A restrição de âmbito do direito fundamental em causa é, pois, constitucionalmente ilegítima.

Depois, o legislador destruiu o valor do simbolismo do casamento enquanto garantia institucional conferida a pessoas de sexo diferente, com milénios de existência: o estado de casado, na Comunidade Jurídica e Social, era próprio – e foi-o durante, pelo menos, cerca de 7 milénios – apenas de pessoas de sexo diferente.

Ora, o simbolismo ou o valor simbólico das instituições constitucionais constitui um valor constitucional relevante, como decorre, desde logo, do reconhecimento que é dado aos símbolos nacionais e à língua oficial (artigo 11.º da Constituição), mas que, também, se pode ver associado, como valor intrínseco, à previsão constitucional das relações de interdependência entre os diversos órgãos de soberania (artigos 110.º e 111.º, da Constituição), a demandarem um respeito próprio e autónomo a cada um deles, bem como nas diversas garantias materiais institucionais previstas na Constituição (pense-se, por exemplo, na autonomia das universidades – artigo 76.º, n.º 2, da Constituição).

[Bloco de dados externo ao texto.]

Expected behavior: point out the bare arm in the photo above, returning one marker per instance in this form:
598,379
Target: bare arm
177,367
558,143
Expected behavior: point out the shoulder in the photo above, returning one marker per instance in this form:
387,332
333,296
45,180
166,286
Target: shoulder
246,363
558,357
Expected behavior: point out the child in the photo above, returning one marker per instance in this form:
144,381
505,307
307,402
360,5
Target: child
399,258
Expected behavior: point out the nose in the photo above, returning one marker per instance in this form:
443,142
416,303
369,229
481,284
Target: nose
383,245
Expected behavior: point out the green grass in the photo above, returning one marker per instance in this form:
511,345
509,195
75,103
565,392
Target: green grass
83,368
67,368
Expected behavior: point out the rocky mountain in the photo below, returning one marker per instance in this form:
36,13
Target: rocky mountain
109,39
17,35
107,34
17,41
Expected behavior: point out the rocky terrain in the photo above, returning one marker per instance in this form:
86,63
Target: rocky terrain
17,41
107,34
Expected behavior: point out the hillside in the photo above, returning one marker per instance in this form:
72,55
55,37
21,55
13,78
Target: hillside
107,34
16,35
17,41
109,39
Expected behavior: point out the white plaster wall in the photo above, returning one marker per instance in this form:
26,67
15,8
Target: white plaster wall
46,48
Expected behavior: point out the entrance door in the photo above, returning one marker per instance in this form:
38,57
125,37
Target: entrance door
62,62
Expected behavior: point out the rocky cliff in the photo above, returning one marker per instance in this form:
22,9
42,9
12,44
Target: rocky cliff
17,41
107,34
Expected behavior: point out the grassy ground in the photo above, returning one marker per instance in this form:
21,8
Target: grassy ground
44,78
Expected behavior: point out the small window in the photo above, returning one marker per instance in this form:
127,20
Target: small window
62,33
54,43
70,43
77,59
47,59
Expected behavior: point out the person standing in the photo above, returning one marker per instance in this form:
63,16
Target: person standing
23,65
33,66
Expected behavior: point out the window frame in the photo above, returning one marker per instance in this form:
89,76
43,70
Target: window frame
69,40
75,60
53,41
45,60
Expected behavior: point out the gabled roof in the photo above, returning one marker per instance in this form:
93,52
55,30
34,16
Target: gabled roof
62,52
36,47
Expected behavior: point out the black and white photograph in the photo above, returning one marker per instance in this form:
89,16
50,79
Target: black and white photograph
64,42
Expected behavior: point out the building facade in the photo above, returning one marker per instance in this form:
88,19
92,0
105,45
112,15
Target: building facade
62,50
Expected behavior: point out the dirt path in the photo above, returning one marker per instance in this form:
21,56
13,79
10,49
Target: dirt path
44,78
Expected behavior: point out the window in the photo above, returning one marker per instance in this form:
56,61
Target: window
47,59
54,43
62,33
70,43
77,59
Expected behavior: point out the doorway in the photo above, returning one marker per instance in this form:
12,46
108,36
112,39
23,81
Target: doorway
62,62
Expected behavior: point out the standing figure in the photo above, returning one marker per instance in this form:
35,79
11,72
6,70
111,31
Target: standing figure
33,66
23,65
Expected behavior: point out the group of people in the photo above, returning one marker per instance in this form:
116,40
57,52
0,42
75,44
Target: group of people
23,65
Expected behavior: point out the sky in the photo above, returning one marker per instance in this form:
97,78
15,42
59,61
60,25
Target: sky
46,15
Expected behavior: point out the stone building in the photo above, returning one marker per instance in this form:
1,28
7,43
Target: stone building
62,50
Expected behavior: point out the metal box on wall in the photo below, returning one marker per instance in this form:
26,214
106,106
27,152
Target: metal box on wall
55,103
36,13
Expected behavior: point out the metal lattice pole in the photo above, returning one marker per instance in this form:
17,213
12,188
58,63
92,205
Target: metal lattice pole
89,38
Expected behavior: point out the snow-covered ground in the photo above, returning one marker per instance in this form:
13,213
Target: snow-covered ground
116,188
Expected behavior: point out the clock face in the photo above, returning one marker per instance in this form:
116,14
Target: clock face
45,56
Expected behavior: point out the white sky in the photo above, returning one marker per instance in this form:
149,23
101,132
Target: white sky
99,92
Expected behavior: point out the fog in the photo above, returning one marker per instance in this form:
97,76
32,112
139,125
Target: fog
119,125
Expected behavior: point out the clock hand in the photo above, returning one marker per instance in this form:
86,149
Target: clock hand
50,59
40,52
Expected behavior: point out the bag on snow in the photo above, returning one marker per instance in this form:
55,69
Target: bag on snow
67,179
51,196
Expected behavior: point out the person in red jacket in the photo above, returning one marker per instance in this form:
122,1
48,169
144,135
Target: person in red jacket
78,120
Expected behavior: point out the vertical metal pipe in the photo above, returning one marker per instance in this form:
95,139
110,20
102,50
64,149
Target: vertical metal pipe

O reconhecimento aos homossexuais, sob invocação dos princípios da dignidade humana, da igualdade e da privacidade, do direito de procederem legalmente à união civil das suas vidas, não autoriza a que esse tratamento tenha de passar pela apropriação do valor simbólico do casamento e do estado de casado enquanto instituição própria, segundo a sua matriz histórica, de uma união entre pessoas de sexo diferente, afectando desse jeito a imagem da instituição existente.

A diluição ou degeneração do valor social do estado de casado segundo um paradigma de diferenciação de sexos não se afigura necessária para salvaguardar os direitos fundamentais dos casais homossexuais, antes prosseguindo o intuito ilegítimo de confundir ou ocultar, à custa do valor próprio do casamento, enquanto união reconhecida entre homem e mulher, adquirido ao longo dos séculos, uma parte da realidade de facto que subjaz ao acesso a esse estado.